The map-oriented YouTuber Trevor Rainbolt, a self-described “magician” when it comes to pinpointing obscure locations in Google Maps-based browser game GeoGuessr, found a fan’s long-forgotten proposal site after 13 years. The fan had emailed Ludwig Ahgren, another popular YouTuber that makes gaming-related content, hoping he could ask Rainbolt to assist him with a planned trip. Rainbolt complied and made a brief video sharing exactly how he did it.

“This man proposed to his wife 13 years ago,” he says in the video, “right here, but couldn’t remember where it was.” According to Rainbolt, the fan forgot the site of his engagement because a tornado derailed his original plan to propose at the base of Mount Fuji. That is typical tornado behaviour.

Not a problem — miraculously and accurately identifying a location through grainy environmental footage is Rainbolt’s happy place. On his channel, Rainbolt performs truly mind-boggling GeoGuessr stunts like correctly naming a random Google Maps location in 0.1 seconds. How Rainbolt can view a low-quality image of a nondescript highway and say, with confidence, that it’s Alberta, Canada for less time than it takes my brain to boot up and remember my name mystifies me.

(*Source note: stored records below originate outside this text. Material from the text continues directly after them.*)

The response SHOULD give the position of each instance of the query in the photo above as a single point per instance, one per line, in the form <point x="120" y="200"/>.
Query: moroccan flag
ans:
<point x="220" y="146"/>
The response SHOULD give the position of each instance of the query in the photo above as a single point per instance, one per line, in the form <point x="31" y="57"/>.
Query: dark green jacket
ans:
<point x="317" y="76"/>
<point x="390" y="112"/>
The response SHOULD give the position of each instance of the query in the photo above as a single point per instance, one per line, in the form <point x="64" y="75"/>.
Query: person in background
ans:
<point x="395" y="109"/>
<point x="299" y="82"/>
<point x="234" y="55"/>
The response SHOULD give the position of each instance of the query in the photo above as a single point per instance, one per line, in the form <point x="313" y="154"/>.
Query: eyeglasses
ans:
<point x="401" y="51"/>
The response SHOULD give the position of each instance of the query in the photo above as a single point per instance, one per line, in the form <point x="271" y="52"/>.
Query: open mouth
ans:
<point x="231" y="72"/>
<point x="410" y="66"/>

But for the fan, who sent in a video of an empty street in Japan, blurred with the limits of 2009, Rainbolt’s black box doesn’t need to have a rhyme or reason, it just needed to work.

“The only thing he remembers is that he took a bus from Fujisawa,” Rainbolt said about the starting point the fan gave him. “They had to be facing the east side of Mt. Fuji.”

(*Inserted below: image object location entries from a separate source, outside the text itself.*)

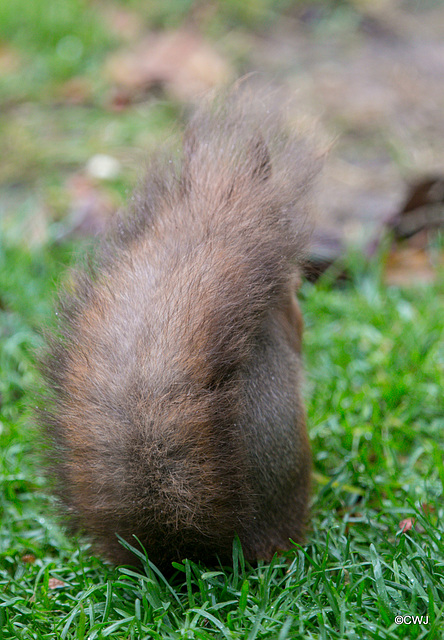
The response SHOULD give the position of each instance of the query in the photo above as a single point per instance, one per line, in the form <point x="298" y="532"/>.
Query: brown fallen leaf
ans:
<point x="181" y="62"/>
<point x="55" y="583"/>
<point x="407" y="265"/>
<point x="28" y="558"/>
<point x="407" y="524"/>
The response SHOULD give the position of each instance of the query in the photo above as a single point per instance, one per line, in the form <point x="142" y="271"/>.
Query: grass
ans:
<point x="374" y="360"/>
<point x="374" y="387"/>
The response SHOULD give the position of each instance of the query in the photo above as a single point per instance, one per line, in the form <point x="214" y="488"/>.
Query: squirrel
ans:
<point x="175" y="412"/>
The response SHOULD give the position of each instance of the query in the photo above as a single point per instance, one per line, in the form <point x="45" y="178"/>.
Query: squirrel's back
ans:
<point x="175" y="411"/>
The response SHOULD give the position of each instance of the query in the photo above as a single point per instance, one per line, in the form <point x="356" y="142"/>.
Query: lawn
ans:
<point x="374" y="377"/>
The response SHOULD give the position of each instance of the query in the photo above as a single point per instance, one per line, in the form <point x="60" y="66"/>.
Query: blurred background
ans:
<point x="88" y="88"/>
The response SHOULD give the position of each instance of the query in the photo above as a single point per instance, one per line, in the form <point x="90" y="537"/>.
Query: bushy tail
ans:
<point x="145" y="370"/>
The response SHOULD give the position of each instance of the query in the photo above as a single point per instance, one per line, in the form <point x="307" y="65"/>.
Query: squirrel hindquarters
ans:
<point x="175" y="413"/>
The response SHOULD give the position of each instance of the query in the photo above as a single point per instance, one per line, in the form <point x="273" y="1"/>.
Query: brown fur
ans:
<point x="175" y="412"/>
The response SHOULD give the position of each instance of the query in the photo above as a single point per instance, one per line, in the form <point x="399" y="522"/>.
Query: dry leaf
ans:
<point x="28" y="558"/>
<point x="55" y="583"/>
<point x="180" y="61"/>
<point x="407" y="524"/>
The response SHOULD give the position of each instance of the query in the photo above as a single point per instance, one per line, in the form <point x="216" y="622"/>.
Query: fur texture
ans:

He looked at every bus route that departs from Fujisawa, narrowed it down to a few cities, and painstakingly scanned streets on Google Maps until he found one at the same distance and with the same angled view as those shown in the video. Eventually, out of his dedication and a bit of luck, Rainbolt determined the video was taken in Gotemba.

He brought in backup, another GeoGuessr expert @unoxsoep, and once again pored over West-facing Google Maps streets and “quickly found the exact location.” Incredibly, the street still looks mostly the same, even after 13 years.

“The couple now plans on going back,” Rainbolt says. Maps really do bring people together.